Enter Asiana 214. That day, the 777 was a little high above its desired altitude just before entering final approach. The flight data recorder showed that the FLCH mode was then activated. The appropriateness of this action aside, the mode caused the engines to idle and allowed the 777 to descend as quickly as possible. The pilots believed the autothrottle would function through the entire approach to touchdown, meaning that once the 777 reached its desired altitude path (glideslope), the throttles would reengage and provide enough thrust to maintain the landing speed. This is commonly referred to as at “FLCH trap.” When a plane is descending in FLCH mode, if the throttle levers are moved to idle by pilots or computer, the autothrottle goes into a “HOLD” mode and will not move the throttles from the idle position – the servos are disconnected from the throttle levers. So when Asiana 214 approached the runway, its speed kept decreasing, as the throttles were trapped in idle. By the time the pilots realized the problem (or as many argue, their blunder), it was too late and the plane collided with the sea wall.

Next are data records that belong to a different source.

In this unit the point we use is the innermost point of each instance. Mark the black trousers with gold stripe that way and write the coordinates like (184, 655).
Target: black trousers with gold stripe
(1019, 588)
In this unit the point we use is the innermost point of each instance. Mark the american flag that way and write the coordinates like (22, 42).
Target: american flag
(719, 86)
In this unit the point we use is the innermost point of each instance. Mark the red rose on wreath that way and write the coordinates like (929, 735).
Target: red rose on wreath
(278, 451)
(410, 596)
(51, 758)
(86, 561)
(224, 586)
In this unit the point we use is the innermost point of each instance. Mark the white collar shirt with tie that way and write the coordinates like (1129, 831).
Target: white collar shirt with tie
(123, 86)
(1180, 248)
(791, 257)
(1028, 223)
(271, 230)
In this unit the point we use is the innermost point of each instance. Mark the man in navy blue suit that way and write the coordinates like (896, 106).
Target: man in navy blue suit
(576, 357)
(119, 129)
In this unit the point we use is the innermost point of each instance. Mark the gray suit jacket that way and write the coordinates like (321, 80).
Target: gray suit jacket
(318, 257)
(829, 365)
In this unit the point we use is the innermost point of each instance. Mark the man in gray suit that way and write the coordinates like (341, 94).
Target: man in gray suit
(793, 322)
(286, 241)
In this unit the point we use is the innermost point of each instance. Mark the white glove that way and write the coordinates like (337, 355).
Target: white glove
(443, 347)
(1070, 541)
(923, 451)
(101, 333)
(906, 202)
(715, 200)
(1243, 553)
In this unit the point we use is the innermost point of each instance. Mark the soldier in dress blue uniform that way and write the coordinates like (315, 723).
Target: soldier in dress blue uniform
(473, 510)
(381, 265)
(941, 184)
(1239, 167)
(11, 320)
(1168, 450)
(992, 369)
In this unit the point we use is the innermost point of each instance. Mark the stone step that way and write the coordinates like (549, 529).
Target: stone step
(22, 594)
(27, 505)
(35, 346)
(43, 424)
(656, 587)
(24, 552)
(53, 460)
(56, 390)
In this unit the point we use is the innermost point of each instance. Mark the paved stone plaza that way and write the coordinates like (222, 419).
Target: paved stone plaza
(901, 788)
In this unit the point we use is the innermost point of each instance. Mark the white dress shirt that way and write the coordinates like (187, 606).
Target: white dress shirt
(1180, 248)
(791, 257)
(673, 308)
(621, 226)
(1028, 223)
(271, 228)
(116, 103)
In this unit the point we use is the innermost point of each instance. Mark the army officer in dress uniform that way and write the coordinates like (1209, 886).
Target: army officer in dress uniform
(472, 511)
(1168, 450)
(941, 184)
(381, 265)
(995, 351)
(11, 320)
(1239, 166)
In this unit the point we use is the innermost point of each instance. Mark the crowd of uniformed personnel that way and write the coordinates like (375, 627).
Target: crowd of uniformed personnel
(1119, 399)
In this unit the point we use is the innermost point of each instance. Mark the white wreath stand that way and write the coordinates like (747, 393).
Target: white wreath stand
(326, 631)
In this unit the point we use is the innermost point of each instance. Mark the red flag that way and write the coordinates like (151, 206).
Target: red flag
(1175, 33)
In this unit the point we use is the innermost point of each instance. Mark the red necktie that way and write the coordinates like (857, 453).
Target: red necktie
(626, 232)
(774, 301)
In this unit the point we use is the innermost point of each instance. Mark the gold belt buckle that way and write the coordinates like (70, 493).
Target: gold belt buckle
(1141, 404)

Make no mistake, the claims against Boeing fall squarely within product liability and this is therefore a case we are following closely here at FMG. There are many questions, for example, is there a better design alternative to this mode? Did Boeing adequately warn pilots and airlines about the potential danger? These questions alone have already garnered significant debate in the aviation industry and will only become more heated as the lawsuits progress. The NTSB report lends significant credence to the core of some of plaintiffs’ claims: design defect and failure to warn. Boeing, rightly so, has strongly denied the claims and placed the blame solely on the shoulders of Asiana’s 214 crew, a subject for a post some other day. In the meantime, this case raises a number of product issues and reignites the ever-present debate human control versus automation.